Congratulations on your successful Monday Night Football wager after a big win in the Thursday night game — but before you declare yourself a sports betting expert and go HAM on the bets this coming NFL Sunday, consider taking tips from the sharps.
Who or what are sharps, and what does that have to do with sports betting and tips you should follow?
Well, we’re here to help shed some light on that, and potentially save you from a betting bender that erases all your profits from the prior, personally lucrative NFL week.
In the sports betting world, a sharp is a person — or a group of people in a betting syndicate — whose tips are taken uber-seriously by the sportsbooks. Why? Because they're bettors who win consistently. They’re professionals who have a level of knowledge or insight that gives them an edge over the general betting market.
Sharps don't look at themselves as bettors, but rather as investors — and these investors generally know their stuff. Like E.F. Hutton, when sharps speak, the sportsbooks listen. That often leads to a domino effect that can directly impact you and your betting choices.
To wit: If a sharp bettor lays down a large wager on, say, a Broncos-Chargers game because they believe the Chargers are being overvalued and shouldn't be favored, an oddsmaker might well rethink their numbers. Suddenly, the line and odds shorten in Denver’s direction.
Now that's power. And that's why you need to keep your eyes on the sharps.
It's also a good idea to pay attention to the opposite of a sharp, that being a square.
Simply put, a square is a bettor who doesn't go the extra mile. They might not do the research, they might wager with their hearts rather than their heads, and they might even use the close-your-eyes-and-point method. Don’t bet with emotion over reason. It almost never ends well.
Squares, who are sometimes referred to as "the public" or "public money," can also have a big impact on the odds, as the weight of their money forces prices in a certain direction.

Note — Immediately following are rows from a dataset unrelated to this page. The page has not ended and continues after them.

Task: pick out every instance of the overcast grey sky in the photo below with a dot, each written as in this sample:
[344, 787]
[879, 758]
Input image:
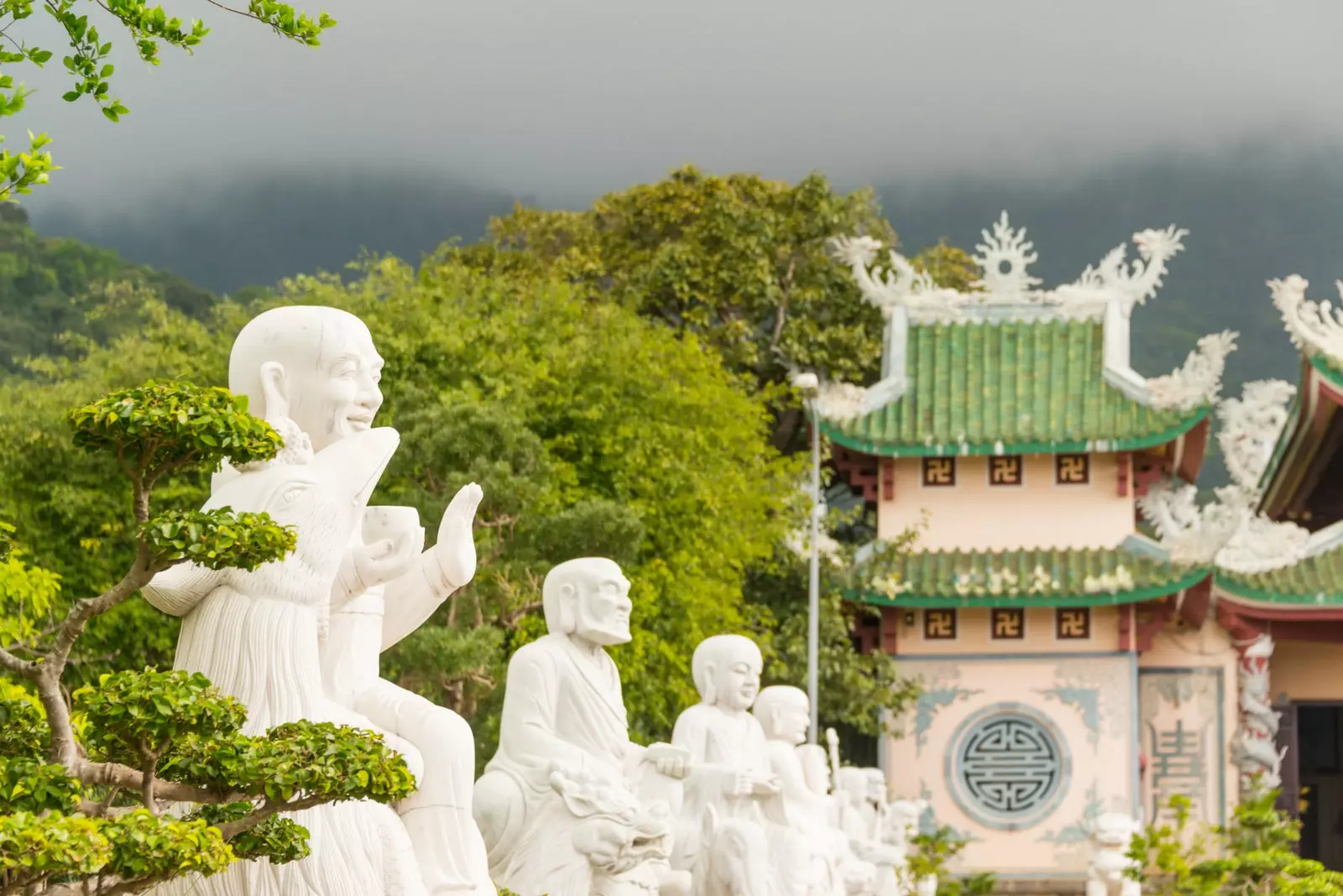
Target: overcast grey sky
[563, 98]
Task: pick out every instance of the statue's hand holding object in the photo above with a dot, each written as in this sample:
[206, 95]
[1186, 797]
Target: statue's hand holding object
[456, 548]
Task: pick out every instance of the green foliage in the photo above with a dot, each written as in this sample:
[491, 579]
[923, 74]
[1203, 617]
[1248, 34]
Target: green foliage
[57, 295]
[277, 840]
[133, 716]
[69, 504]
[740, 260]
[933, 852]
[577, 421]
[37, 847]
[37, 788]
[24, 725]
[27, 595]
[91, 71]
[163, 738]
[1253, 856]
[217, 538]
[159, 847]
[854, 688]
[165, 427]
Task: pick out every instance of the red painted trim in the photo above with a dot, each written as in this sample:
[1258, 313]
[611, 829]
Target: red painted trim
[857, 470]
[1282, 613]
[1195, 602]
[1315, 632]
[1159, 613]
[1240, 628]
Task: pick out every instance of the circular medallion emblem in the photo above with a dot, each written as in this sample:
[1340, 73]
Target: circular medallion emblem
[1009, 766]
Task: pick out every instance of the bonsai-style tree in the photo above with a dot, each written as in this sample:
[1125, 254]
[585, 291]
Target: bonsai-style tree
[145, 775]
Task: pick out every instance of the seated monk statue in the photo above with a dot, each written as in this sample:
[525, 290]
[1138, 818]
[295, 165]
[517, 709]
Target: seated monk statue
[860, 819]
[317, 367]
[803, 849]
[561, 804]
[853, 876]
[731, 768]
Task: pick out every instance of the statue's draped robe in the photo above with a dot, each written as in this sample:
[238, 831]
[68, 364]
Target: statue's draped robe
[722, 743]
[802, 849]
[255, 638]
[563, 708]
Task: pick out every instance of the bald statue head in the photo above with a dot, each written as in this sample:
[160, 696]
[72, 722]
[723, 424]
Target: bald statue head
[785, 712]
[315, 365]
[588, 598]
[727, 671]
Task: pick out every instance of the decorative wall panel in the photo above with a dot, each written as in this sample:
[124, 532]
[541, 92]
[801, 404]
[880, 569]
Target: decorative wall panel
[1185, 741]
[1020, 754]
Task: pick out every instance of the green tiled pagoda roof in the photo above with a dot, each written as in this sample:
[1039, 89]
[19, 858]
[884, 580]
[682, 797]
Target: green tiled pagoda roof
[1013, 388]
[1315, 580]
[1043, 577]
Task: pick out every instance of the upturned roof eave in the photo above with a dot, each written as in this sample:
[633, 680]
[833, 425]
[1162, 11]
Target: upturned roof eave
[886, 448]
[1064, 600]
[1296, 436]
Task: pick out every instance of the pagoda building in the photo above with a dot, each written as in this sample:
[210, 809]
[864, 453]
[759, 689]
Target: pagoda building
[1011, 435]
[1278, 588]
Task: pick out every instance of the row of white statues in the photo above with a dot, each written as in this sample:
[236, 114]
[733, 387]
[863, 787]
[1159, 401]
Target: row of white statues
[735, 804]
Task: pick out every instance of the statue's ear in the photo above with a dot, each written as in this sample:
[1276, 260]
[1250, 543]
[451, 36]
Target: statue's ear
[568, 612]
[274, 392]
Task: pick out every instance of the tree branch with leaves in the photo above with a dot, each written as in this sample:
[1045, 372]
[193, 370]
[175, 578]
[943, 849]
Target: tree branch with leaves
[93, 782]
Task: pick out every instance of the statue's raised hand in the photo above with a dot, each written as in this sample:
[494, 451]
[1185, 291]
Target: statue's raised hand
[456, 548]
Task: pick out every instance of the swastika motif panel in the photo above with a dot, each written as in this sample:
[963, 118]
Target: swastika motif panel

It's not always obvious if public money is moving a line or if more sophisticated data is, but if you keep your eyes peeled for reports of big numbers of bets rather than large amounts of money being bet, that might be a sign that squares are picking the overvalued Chargers, per our aforementioned example, which we’ll continue to use out of convenience!
Be very skeptical of anyone who is selling sports betting picks based on some claimed track record – these people are called touts, and are often charlatans.
While it’s possible that some nice soul on the internet has a winning sports betting strategy that he’s willing to share — for a price — the vast majority of touts like Vegas Dave are frauds.
Think about it for a second: If Dave is so good at sports betting, why does he need to make money by selling "tips?"
If the sharps are all over Denver and the points, you should seriously consider drinking some Orange Crush with them. These guys know their digits. That said, it isn't a guarantee that the money movement you're eyeballing is sharp money.
A big bet from a sharp, or even a relatively small bet from a very sharp sharp, may cause the line to move to where the oddsmakers think the sharp bettors believe it should be. (If that sounds a dash confusing, that's only because it is.)
One of the riskiest things you can do as a sports bettor is to wager immediately after seeing a big line jump without really knowing what caused the drastic shift in the first place. This is a phenomenon known as "chasing steam." It’s among the worst sports betting tips you can follow.
When you do that, by the time the line has finished moving, the initial price might not be as good as you thought. You might not even know why you wagered the way you did, which I’m afraid, is even worse.
However, if you can get down your bet early enough, hopefully before the line has even moved in the first place, you could find yourself in a good position.
Public money tends to have a gradual impact on the line. The oddsmaker doesn't think the public is right, but sometimes in order to manage his risk, he will be forced to move the line in one direction.
Sharp money will tend to move it quicker, as sharps suggest the current odds are incorrect. You can also use this indicator to "fade the public" (i.e., oppose any big public move), but that isn’t a foolproof strategy.
Sharps won't bet every sportsbook at once, and the lines won't all move at the same rate. Watch for line moves at your go-to sportsbooks or with an odds comparison engine and see if other books follow.
This is a clear indicator that sharp money has gone down. Move quickly, and you can catch good value if or when the sportsbooks are slow to react.
Sharps will often bet at the start of the market and/or close to game time. Betting early means they can take advantage of lines that haven't been well-established. Keep in mind that it can be difficult to follow these bets, as there's constant movement.
Oftentimes, sharp bettors will look to bet into markets near game time, as this will be when the most money is being wagered. At that point, the highest limits are available, and they can get their bets at the size they want.
So, if you follow the sharps and squares, your Sunday might just be a happy one.